Gossip frontwoman Beth Ditto has demanded people kiss her naked arse, repeatedly exposed her naked crotch on stage, and purposefully vomited on hecklers during live shows. So it might come as a surprise that she is also one of the most polite and charming people you’ll ever talk to. As a woman of the world, she discusses modern-day etiquette with frankie.
Is it appropriate to use someone’s toilet immediately after arriving at their house?
Oh, it’s impolite to expect your friends to hold it. It’s not good for their body. Just come to my house and take a dump! “I’ve got to take a shit,” that’s what I say. Or else, I say “doo-doo” or “number two”. Although, I probably wouldn’t say that in front of a grandmother at Christmas. I’d say, “Where’s the restroom?”
When is it okay to cuss?
I can’t cuss in front of children or old people, unless the old person started it.

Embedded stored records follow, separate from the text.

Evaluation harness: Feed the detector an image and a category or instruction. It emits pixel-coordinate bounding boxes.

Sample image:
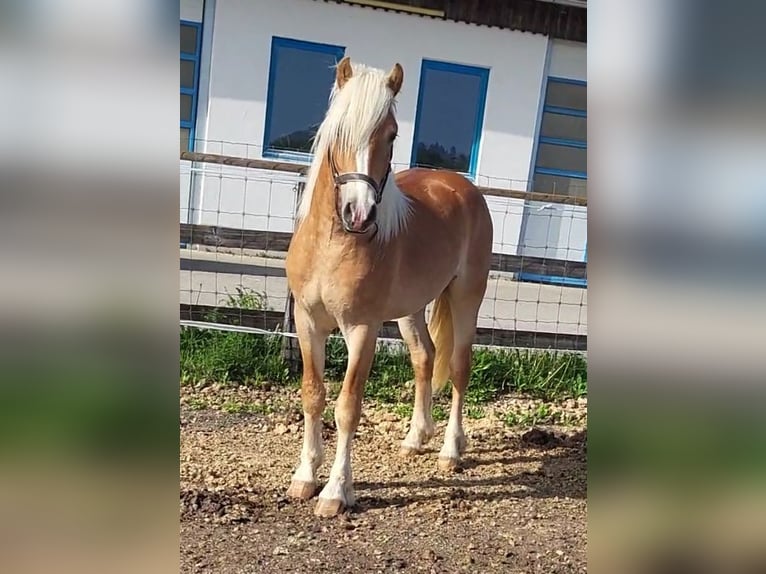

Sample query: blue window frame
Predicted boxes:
[263,36,346,161]
[410,59,489,177]
[180,20,202,151]
[532,77,588,197]
[519,76,588,287]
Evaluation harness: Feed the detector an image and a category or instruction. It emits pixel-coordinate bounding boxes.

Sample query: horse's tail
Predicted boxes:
[428,289,455,394]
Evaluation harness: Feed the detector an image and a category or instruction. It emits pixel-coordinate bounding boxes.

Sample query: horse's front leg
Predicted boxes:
[287,304,329,500]
[314,325,379,517]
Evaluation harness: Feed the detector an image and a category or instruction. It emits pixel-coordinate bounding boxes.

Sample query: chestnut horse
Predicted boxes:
[286,57,492,516]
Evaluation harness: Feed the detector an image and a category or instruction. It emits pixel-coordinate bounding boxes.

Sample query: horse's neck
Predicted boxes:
[306,161,340,230]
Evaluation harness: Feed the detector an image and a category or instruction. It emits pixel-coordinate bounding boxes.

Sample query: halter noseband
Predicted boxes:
[327,149,391,216]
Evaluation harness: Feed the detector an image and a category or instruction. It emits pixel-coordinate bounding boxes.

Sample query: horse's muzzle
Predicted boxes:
[341,202,378,233]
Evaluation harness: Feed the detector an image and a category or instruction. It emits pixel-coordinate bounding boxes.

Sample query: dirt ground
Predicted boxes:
[180,389,586,574]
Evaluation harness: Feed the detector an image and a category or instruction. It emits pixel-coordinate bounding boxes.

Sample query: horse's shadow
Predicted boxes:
[355,434,587,512]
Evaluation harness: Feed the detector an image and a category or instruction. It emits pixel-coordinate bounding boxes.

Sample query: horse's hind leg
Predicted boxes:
[398,308,434,456]
[439,284,484,471]
[287,305,329,500]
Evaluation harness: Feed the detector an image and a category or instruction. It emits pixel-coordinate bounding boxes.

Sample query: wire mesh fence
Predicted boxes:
[180,146,587,351]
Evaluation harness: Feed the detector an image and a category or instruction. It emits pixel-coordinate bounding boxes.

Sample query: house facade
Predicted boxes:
[180,0,587,286]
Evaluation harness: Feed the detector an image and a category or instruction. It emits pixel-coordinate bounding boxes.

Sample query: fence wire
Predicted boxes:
[180,145,587,351]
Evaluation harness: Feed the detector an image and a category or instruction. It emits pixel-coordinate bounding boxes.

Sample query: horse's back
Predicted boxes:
[395,168,493,283]
[395,167,492,253]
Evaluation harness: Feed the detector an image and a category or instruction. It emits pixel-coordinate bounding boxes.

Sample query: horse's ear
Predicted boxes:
[335,56,354,89]
[388,62,404,95]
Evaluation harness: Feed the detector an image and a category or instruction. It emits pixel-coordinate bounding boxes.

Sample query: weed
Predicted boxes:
[465,405,486,419]
[224,285,271,311]
[186,397,210,411]
[180,328,587,404]
[391,403,412,420]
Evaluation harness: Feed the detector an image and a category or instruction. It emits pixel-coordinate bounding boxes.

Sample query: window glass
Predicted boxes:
[412,60,489,173]
[537,143,588,174]
[545,80,588,110]
[181,60,194,88]
[534,173,588,197]
[264,38,345,153]
[540,112,588,142]
[181,24,197,54]
[179,22,201,150]
[181,94,192,122]
[181,128,191,151]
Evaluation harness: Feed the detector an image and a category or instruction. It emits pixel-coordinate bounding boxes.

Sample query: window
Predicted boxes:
[532,77,588,197]
[519,77,588,287]
[180,20,202,151]
[263,36,346,161]
[410,60,489,176]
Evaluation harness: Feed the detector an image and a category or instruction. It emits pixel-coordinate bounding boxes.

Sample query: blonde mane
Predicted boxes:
[297,63,410,242]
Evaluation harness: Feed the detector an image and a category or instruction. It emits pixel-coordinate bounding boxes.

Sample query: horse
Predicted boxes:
[285,56,493,517]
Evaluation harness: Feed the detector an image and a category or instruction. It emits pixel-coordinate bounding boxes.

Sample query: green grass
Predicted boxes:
[180,327,587,408]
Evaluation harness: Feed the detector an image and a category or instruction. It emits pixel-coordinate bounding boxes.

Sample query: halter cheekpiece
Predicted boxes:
[327,149,391,209]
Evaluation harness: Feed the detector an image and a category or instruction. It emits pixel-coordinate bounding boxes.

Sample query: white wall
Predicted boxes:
[519,40,588,261]
[181,0,204,22]
[191,0,547,253]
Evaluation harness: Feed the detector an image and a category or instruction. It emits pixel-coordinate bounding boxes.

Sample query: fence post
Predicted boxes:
[282,181,306,375]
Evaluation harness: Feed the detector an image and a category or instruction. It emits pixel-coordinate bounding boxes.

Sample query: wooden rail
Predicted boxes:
[180,223,587,279]
[181,151,588,206]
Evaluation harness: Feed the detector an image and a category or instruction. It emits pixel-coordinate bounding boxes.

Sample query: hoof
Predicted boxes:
[399,446,424,458]
[287,480,317,500]
[439,456,461,472]
[314,498,346,518]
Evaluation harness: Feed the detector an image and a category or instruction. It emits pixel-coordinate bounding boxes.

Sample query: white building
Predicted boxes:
[181,0,587,285]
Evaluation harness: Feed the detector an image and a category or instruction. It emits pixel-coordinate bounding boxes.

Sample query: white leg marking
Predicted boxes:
[402,390,434,451]
[319,430,356,507]
[293,413,324,483]
[439,400,465,460]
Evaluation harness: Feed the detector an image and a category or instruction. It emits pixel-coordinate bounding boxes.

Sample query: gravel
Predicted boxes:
[180,385,587,574]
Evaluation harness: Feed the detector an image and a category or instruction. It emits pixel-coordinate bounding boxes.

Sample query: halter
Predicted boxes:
[327,149,391,233]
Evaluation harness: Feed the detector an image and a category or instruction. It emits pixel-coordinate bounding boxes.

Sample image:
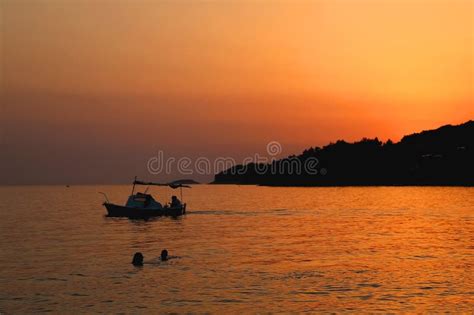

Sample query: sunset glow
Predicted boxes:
[0,0,474,182]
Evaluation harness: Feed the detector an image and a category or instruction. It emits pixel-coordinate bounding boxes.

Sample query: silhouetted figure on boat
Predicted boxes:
[132,252,143,267]
[170,196,181,208]
[161,249,168,261]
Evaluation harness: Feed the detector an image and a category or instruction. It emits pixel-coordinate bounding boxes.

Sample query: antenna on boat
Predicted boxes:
[132,176,137,196]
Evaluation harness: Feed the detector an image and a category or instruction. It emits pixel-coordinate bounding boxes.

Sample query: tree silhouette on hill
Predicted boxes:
[214,121,474,186]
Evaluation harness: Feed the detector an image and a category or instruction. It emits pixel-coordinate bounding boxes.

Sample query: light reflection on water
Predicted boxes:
[0,185,474,313]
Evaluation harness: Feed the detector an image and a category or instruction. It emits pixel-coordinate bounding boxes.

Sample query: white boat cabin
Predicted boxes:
[126,193,163,209]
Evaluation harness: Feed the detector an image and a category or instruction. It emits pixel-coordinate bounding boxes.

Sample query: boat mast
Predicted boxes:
[132,176,137,196]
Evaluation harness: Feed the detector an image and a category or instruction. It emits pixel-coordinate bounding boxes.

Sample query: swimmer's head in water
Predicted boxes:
[132,252,143,266]
[161,249,168,260]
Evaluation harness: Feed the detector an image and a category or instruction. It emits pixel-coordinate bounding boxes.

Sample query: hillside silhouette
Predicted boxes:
[213,121,474,186]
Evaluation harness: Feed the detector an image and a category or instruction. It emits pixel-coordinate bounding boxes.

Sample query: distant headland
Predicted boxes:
[213,120,474,186]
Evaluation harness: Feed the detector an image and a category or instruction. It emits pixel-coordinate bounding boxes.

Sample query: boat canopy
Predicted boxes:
[133,179,191,189]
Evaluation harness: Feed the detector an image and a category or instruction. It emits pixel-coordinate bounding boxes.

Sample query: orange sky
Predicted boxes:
[0,0,474,183]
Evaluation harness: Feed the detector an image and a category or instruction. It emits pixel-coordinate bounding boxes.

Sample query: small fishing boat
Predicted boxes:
[100,177,191,219]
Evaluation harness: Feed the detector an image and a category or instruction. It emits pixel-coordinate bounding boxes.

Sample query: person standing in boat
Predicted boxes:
[170,196,181,208]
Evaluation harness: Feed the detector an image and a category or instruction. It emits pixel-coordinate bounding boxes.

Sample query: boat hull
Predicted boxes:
[104,202,186,218]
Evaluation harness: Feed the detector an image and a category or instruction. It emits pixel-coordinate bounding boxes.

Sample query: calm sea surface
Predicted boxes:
[0,185,474,313]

When I swear in front of children accidentally, I want to beat myself up. I want to throw myself into the river. Generally though, no words are off limits, but you shouldn’t be fucked up. Being creative and shocking is one thing, but saying something homophobic or racist? That’s just boring.
Should young women ever fart or belch?
It’s always appropriate, especially at funerals. See, I speak from experience. [laughs] No, I don’t. Just thought I’d give you a good one-liner.
Does one ever use fingers whilst eating?
Oh yes, especially with Thanksgiving turkey dinner. I don’t even use a knife. Those birds are just asking for it—filthy scoundrels! Actually, in America, we don’t use a knife and fork. We just use a fork. You cut up steak with a knife, but with your right hand. You put down the knife, and you eat the bits you cut with the fork. We don’t use them simultaneously. The first time I was outside of the country in England, I was blown away. I was like: “Everyone’s so posh here—they eat with a knife and fork!” Then I realised everyone in Europe and Australia did too.
In what situations should young women enjoy getting naked?
Not when your grandmother comes over on Sunday for a visit. But otherwise, whenever you want to. I am naked quite often, and in my underwear a lot.
When choosing clothes, what is more appealing: modesty or daring?
It’s a fine line sometimes. I like daring the best. The minute you think you shouldn’t wear something, is the minute you should put that spandex skirt on. Not wearing underwear can be sexy, but not with Paris Hilton’s vagina. Context is everything.
What makes a good hostess?
Someone who can make a delicious devilled egg. You have to have either good DJ-ing skills or a PlayStation, so you can play Soul Calibur III. You must also have cake. I used to bake things all the time when I was at home more. I went to this phase for a while when I always had a chocolate cake, all the time. It’s true.
How important is personal hygiene?
I’m very hygienic. I have to bathe every day— I don’t like to take showers—and shave my legs every single day, no matter what. I’m not that hairy, but I think I like the control. Although, I think it’s gross when people shave their entire vagina, but whatever. It’s just like pre-pubescent children. I’m very high maintenance. I wash my hair every two days, and pumice my feet every day. Then I moisturise my entire body. It’s very, very important, moisturising. Don’t let anyone tell you otherwise.
Should sex on the first date be allowed?
Of course! Hello, ladies!
What is the most polite way of discerning someone’s sexual preference?
Just be like: “Y’all gay?” Anyone offended by that question is just annoying, either way. Like, who fucking cares? You know what I mean?